09.10.2004Charlotte Wiedemann - Ghazala IrfanAcross Continents

Ghazala Irfan, 18 August 2004

Dear Charlotte,

The divide that I mentioned in my last letter is not only between the educated and the illiterate. The schism is between the affluent and the poverty-stricken as well; the "haves" have too much and the "have-nots" have nothing.

It is this striking disparity that characterizes us. Concepts of equality or equity are non-existent.

Sharing of power and resources is unheard of. Exploitation is the name of the game.

But if one manipulates, one is also manipulated. The rich remain pawns to the richer i.e. the economically more advanced.

Production is no longer need-oriented but needs revolve around production and are artificially created so that industry may flourish. Power has its own dynamics; it does not recognize national boundaries.

Multinational corporations patent indigenous herbs and staple food. I refer to the patenting of Neem (a much-used medicinal plant) and Basmati (the long-grained rice produced in South Asia).

While the West talks of human rights it seeks to monopolize the food of the world. Monsanto is one such wheat seed that is going to negatively revolutionize agriculture in the Third World.

These seeds are genetically modified and sterile. They shall need to be bought from the producer every year. Conventional and cyclable agriculture shall be eliminated.
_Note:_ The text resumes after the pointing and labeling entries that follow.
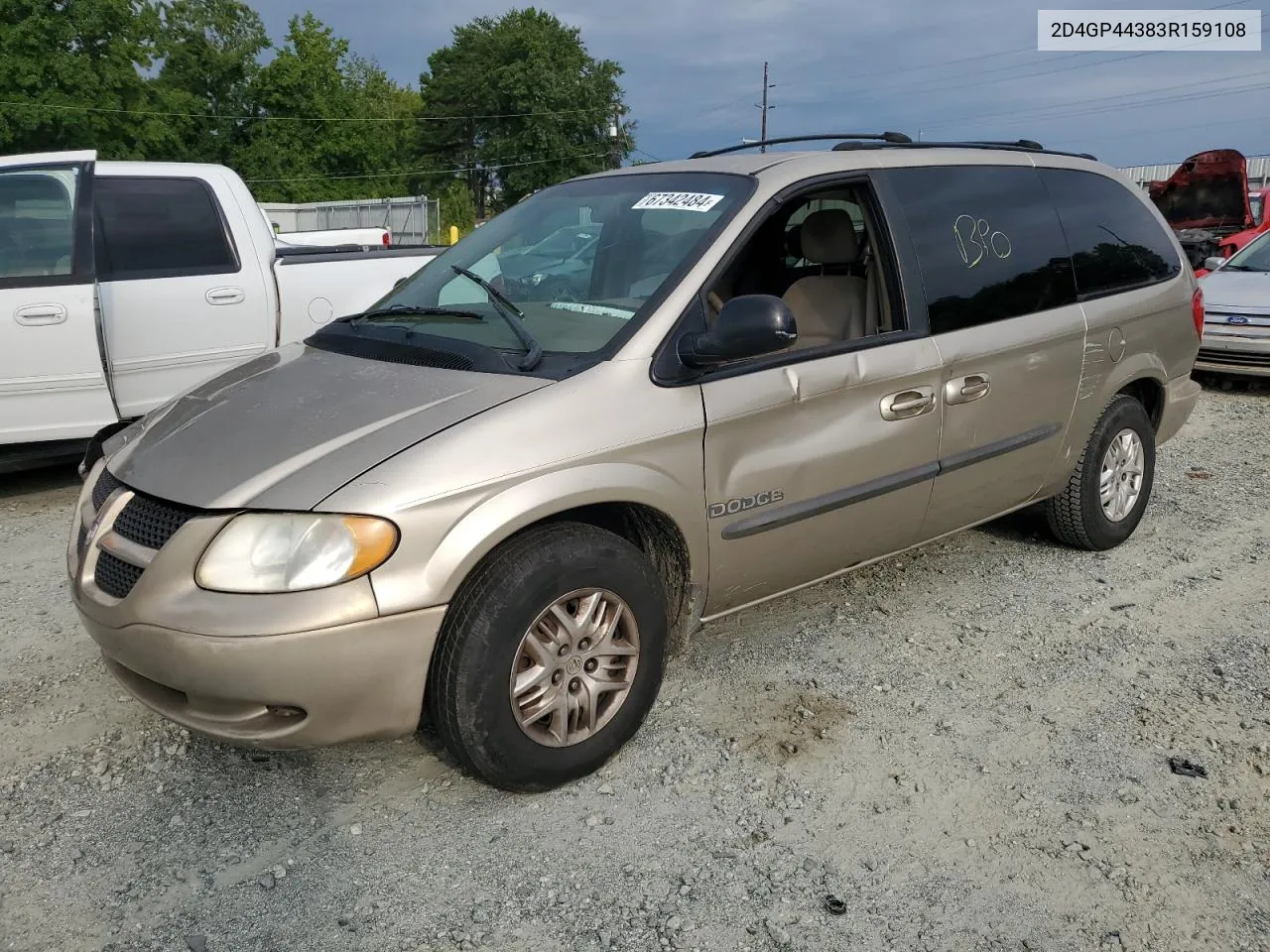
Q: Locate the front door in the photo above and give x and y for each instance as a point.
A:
(816, 466)
(53, 376)
(822, 457)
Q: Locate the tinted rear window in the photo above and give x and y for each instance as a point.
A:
(1116, 244)
(988, 243)
(159, 227)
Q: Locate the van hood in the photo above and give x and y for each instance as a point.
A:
(1207, 190)
(289, 428)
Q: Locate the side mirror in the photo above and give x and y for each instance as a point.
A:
(751, 325)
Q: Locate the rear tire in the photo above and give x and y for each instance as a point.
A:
(572, 613)
(1106, 494)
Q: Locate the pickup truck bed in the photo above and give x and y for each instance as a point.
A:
(123, 285)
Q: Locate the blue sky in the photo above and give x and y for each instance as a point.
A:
(694, 71)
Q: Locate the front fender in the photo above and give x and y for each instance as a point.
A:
(494, 518)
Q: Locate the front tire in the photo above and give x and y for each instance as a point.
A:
(1106, 495)
(549, 657)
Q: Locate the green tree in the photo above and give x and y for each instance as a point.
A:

And if that is not enough, the adjoining farms to the Monsanto fields shall automatically be converted to the omni-spread of the new high-yield crop.

This means that the dependent become more dependent. And if this is the cycle of exploitation and manipulations by all those who can and do, the ignorant and the poor have no hope...

Why do we (you and I) allow this to continue? Peace, harmony and co-existence need to be based on justice.

Are we uninformed or are we unconcerned? Don't these knowledge gaps and motivation gaps continue to widen? We do pay lip-service to the elimination of ignorance and poverty but the opulence on the one hand and the scarcity on the other cannot be wished away or even talked away.

But let us continue to talk for unless we talk we cannot act but do we must and now.